Scotland could be “inexpensive-energy” independent – indeed a net exporter – if fracking were allowed. This would promote our economy and help restore the social contract undermined by Utopian green policies. Biden is simply accepting the reality of the situation that for billions of people, for the time being, there is no replacement for fossil fuel. Pious green legislation is facile.

One day we’ll find a substitute but, until then, we need petroleum and all its many by-products.

(Dr) John Cameron, St Andrews, Fife

Good works

Rather than acceding to the Jamaican government’s demands for reparations for slavery, we should remind them that by pioneering the industrial revolution Britain fatally undermined the economic basis of slavery throughout the world.

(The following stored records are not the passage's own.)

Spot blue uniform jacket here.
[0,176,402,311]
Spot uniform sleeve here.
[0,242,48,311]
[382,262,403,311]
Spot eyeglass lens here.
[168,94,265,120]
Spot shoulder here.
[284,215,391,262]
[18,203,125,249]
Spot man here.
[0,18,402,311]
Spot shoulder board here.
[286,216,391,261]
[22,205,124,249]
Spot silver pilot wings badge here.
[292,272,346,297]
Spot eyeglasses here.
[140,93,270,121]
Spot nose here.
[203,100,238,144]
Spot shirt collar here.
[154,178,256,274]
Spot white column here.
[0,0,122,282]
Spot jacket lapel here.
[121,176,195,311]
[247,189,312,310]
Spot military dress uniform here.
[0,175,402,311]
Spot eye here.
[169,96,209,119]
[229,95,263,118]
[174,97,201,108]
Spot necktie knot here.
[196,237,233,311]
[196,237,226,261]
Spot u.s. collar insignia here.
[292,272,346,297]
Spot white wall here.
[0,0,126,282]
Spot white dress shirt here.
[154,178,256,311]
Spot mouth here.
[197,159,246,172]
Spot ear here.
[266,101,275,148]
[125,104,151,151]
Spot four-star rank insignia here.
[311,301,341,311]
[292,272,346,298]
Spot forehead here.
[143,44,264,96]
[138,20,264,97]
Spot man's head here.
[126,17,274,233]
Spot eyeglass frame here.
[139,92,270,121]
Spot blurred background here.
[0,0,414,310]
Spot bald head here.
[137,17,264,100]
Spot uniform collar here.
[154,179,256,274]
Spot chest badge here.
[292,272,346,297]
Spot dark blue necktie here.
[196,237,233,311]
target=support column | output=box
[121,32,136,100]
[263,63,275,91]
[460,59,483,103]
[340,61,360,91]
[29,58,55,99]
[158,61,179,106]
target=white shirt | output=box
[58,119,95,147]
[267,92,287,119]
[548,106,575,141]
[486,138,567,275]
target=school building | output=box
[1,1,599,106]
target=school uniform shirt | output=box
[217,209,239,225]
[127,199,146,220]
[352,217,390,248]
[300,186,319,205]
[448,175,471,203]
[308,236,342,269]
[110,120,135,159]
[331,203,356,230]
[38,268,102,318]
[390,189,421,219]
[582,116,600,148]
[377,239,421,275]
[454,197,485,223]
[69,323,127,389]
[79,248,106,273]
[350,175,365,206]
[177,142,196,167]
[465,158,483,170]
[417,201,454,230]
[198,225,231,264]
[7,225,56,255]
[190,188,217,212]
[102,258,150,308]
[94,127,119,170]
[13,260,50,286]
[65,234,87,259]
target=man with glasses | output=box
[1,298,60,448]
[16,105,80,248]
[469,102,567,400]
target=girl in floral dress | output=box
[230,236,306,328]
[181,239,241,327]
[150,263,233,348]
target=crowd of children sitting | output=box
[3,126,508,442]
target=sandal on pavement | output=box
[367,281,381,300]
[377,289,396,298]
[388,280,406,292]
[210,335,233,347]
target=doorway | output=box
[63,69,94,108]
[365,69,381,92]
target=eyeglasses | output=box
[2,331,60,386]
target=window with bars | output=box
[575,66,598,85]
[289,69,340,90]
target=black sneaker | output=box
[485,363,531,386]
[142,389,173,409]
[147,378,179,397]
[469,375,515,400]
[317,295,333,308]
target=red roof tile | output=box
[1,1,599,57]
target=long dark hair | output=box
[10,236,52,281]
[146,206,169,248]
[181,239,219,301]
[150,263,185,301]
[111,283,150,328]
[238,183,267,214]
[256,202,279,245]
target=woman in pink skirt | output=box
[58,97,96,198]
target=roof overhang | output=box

Also, with the profits of our industry we were able to finance the Royal Navy to spend decades suppressing the seaborne slave trade, and then were able to free all the slaves in the British empire without economic dislocation or civil war.

Otto Inglis, Crossgates, Fife

Good decision

At long last it has dawned on our Prime Minister that the money we give in foreign aid has to be borrowed, as we run a deficit economy. Those MPs who object to the sensible reduction of this aid would presumably go on borrowing until we could borrow no more, and become even more bankrupt than we already are. That is the calibre of some of those who are elected to serve our interests. Remember that at the next election.

Malcolm Parkin, Kinross, Perth & Kinross

Wasted gifts

I was hoping some kind of compromise could have been reached between the UK government and the Labour opposition on Foreign Aid; as it is, the cuts have gone through. This is a hard one for me and, I am pretty certain, for others.

The basic principle of the better-off helping the poorer countries is, I feel instinctively, right. Yet we must remind ourselves that India and Pakistan – both major recipients of UK Aid – have enormous and horrendously expensive nuclear arsenals. Does supplying UK Aid not free these government from the burden of looking after their own poor and allow the money to be used where the donors would rather it was not?